“One in seven people globally are undernourished, and many more suffer from the 'hidden hunger' of micronutrient deficiency, while 1.3 billion are overweight or obese.”
In 2010, Professor De Schutter addressed the way that agribusiness interacts with food producers, and has since undertaken research on the impact of food systems on diets and associated health problems.
Schutter argues that urbanization, supermarketization and the global spread of modern lifestyles have shaken up traditional food habits. The result is a public health disaster, Schutter said. “Governments have been focusing on increasing calorie availability, but they have often been indifferent to what kind of calories are on offer, at what price, to whom they are accessible, and how they are marketed.”
Schutter claims that in 2010, U.S. companies spent $8.5 billion advertising food, candy and non-alcoholic beverages, while $44 million was budgeted for the U.S. Government’s primary standing healthy eating program.

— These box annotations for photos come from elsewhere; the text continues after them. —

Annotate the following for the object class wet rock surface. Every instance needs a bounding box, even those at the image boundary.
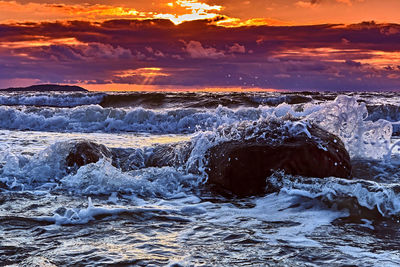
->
[66,141,112,171]
[207,124,351,196]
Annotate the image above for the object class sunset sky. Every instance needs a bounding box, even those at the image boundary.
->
[0,0,400,91]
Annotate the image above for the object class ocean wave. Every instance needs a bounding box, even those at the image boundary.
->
[0,105,273,133]
[269,172,400,218]
[0,92,105,107]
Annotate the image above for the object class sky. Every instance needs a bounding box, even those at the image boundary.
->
[0,0,400,91]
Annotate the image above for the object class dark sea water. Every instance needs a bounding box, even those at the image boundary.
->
[0,92,400,266]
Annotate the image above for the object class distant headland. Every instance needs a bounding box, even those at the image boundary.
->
[0,84,88,92]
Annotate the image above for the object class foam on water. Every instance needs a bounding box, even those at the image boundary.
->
[0,92,105,107]
[0,105,272,134]
[268,172,400,217]
[306,95,393,159]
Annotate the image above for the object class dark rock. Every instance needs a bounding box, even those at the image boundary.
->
[207,122,351,196]
[66,141,112,171]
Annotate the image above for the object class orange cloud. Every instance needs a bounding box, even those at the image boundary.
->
[154,0,222,24]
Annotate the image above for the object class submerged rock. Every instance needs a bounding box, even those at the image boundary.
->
[207,122,351,195]
[66,141,112,171]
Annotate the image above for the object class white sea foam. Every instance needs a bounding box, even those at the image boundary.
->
[306,95,393,159]
[0,92,105,107]
[269,173,400,217]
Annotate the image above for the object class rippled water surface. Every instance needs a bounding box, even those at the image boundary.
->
[0,93,400,266]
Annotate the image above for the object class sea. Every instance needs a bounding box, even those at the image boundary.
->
[0,91,400,267]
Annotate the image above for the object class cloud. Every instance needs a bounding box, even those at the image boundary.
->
[185,41,225,59]
[229,43,246,54]
[0,19,400,90]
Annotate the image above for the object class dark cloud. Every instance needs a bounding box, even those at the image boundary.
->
[0,20,400,90]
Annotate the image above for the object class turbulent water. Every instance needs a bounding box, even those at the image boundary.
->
[0,92,400,266]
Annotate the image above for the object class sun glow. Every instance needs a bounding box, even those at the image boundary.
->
[154,0,222,24]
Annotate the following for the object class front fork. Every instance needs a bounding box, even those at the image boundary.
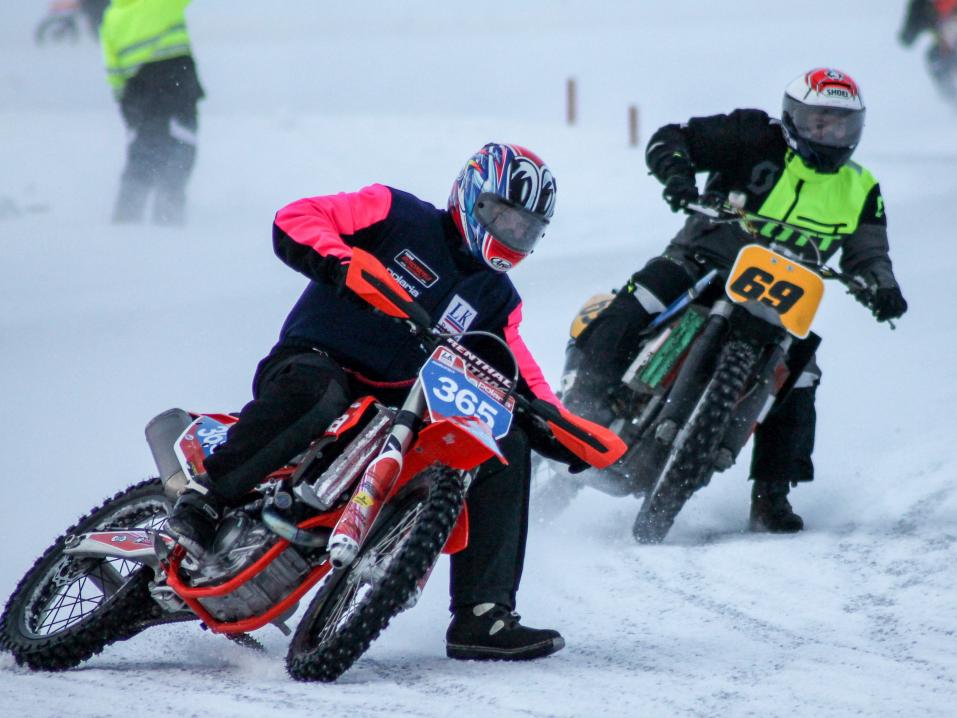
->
[329,380,425,569]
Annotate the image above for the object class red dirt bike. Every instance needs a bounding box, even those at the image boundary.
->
[0,250,625,681]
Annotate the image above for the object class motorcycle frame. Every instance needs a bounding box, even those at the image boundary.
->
[70,380,504,634]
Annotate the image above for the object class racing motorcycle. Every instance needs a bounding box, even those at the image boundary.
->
[0,249,625,681]
[532,198,893,543]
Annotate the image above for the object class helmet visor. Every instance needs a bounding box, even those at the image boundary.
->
[472,192,548,254]
[784,95,864,147]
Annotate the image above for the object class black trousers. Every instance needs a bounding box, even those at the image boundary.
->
[206,347,531,608]
[114,56,203,223]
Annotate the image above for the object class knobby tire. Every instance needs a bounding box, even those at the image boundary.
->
[633,341,758,543]
[286,464,465,682]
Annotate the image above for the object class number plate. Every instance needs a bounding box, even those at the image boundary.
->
[419,347,515,439]
[725,244,824,339]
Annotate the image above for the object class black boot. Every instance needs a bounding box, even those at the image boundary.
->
[750,479,804,534]
[445,603,565,661]
[166,474,226,558]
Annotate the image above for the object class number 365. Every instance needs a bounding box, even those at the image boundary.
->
[730,267,804,314]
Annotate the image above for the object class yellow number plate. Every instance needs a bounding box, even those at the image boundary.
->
[724,244,824,339]
[569,294,615,339]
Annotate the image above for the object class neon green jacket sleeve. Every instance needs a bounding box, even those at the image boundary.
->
[100,0,190,98]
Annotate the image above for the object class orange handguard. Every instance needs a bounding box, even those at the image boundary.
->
[346,247,413,319]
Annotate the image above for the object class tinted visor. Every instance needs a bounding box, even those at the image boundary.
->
[472,192,548,254]
[784,95,864,147]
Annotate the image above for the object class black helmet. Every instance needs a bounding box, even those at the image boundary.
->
[781,68,864,173]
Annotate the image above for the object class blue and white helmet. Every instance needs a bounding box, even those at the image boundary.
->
[449,143,555,272]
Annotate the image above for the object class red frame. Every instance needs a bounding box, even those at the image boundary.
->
[166,400,495,633]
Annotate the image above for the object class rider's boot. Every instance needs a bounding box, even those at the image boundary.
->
[166,474,226,558]
[445,603,565,661]
[750,479,804,534]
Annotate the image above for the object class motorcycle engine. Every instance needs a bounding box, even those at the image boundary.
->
[183,513,312,621]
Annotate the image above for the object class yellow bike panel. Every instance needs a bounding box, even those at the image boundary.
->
[724,244,824,339]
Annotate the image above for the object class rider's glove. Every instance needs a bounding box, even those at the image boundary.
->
[871,287,907,322]
[661,173,698,212]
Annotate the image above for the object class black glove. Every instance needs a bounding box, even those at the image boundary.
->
[516,408,591,474]
[661,174,699,212]
[870,287,907,322]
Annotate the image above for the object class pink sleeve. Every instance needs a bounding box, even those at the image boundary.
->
[276,184,392,259]
[505,302,562,406]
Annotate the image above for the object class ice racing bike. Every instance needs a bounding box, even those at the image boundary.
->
[532,202,893,543]
[0,249,625,681]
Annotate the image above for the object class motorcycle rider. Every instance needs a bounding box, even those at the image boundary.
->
[100,0,204,226]
[562,68,907,533]
[169,143,615,660]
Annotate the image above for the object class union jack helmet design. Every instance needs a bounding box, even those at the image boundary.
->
[781,68,864,173]
[449,143,555,272]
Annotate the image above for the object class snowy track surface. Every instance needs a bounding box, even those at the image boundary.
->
[0,0,957,718]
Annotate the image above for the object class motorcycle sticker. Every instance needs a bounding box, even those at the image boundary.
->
[725,244,824,339]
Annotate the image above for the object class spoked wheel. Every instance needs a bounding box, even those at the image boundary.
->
[0,479,169,670]
[286,464,465,681]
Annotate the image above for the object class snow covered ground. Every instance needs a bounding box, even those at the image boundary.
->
[0,0,957,718]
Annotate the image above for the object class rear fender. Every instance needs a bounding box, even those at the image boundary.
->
[393,417,500,554]
[63,529,175,568]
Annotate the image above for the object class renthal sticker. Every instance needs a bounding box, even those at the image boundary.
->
[352,491,374,508]
[386,267,421,298]
[395,249,439,289]
[439,294,478,333]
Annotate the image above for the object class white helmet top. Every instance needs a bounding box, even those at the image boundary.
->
[781,68,864,172]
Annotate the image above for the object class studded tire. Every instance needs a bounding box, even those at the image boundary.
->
[0,478,169,671]
[632,341,758,543]
[286,464,465,682]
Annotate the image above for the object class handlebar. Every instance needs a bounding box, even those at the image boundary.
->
[350,257,626,468]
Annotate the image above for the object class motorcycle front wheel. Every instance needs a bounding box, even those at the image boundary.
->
[286,464,465,682]
[0,478,169,671]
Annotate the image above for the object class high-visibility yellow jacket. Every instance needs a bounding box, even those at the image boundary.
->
[100,0,190,98]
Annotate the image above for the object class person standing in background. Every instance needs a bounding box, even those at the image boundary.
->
[100,0,204,225]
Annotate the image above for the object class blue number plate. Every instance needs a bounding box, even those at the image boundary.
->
[419,347,515,439]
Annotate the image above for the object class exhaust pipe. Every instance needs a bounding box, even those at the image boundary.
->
[146,409,193,501]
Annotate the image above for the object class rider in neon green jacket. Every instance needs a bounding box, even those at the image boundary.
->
[562,68,907,533]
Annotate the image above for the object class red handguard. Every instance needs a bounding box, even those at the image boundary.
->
[346,247,413,319]
[546,407,628,469]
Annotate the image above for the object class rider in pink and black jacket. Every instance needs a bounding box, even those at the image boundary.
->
[169,144,608,660]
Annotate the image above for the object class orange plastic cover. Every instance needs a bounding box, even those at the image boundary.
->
[548,408,628,469]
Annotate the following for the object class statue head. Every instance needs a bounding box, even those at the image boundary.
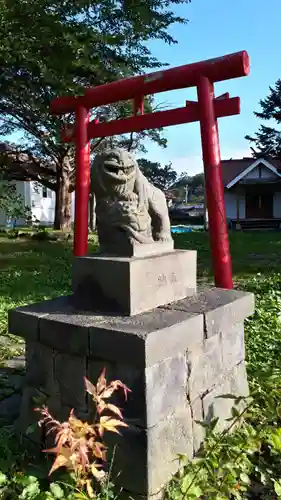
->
[93,148,137,197]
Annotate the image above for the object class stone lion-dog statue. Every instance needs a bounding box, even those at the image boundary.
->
[91,148,172,252]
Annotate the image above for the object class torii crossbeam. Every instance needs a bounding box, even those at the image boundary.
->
[51,51,250,289]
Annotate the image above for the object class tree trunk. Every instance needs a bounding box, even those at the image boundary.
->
[54,171,72,231]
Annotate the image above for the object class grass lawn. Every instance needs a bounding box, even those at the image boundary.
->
[0,232,281,360]
[0,232,281,500]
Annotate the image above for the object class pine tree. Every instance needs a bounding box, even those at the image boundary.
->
[246,80,281,160]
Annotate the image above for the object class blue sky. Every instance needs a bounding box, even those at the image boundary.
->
[143,0,281,175]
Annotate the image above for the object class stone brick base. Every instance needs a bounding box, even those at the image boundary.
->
[9,289,254,498]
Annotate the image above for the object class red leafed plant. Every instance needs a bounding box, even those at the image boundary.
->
[35,370,130,498]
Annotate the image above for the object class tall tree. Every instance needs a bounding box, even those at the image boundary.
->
[246,80,281,160]
[0,0,190,228]
[138,158,177,190]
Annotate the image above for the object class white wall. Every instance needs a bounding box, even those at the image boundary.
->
[273,191,281,219]
[224,190,245,219]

Schutter identifies the abundance of processed food as a major threat to improving nutrition. “Heavy processing thrives in our global food system, and is a win-win for multinational agri-food companies. Processed items can be produced and distributed on a huge scale, thanks to cheap subsidized ingredients and their increased shelf life.”
“But for the people, it is a lose-lose,” he stressed. “Heavily processed foods lead to diets richer in saturated and trans-fatty acids, salt and sugars. Children become hooked on the junk foods targeted at them. In better-off countries, the poorest population groups are most affected because foods high in fats, sugar and salt are often cheaper than healthy diets as a result of misguided subsidies whose health impacts have been wholly ignored.”
The UN expert blames the West for exporting diabetes and heart disease to developing countries, along with the processed foods that line the shelves of global supermarkets.
Writing for the Guardian, Felicity Lawrence notes that in Mexico, 70% of the adult population is overweight or obese and the average adult requires medical treatment for 18 years for related diseases such as diabetes.
"China too has reached a tipping point, where 10% of the population is overweight or obese, matching for the first time of numbers of its citizens who are undernourished."
Schutter is right, of course; but among his solutions is a tax on processed foods which will be passed on to those least able to absorb the extra costs: the poorest population groups that he himself admits are the most affected because foods high in fats, sugar and salt are often cheaper than healthy diets.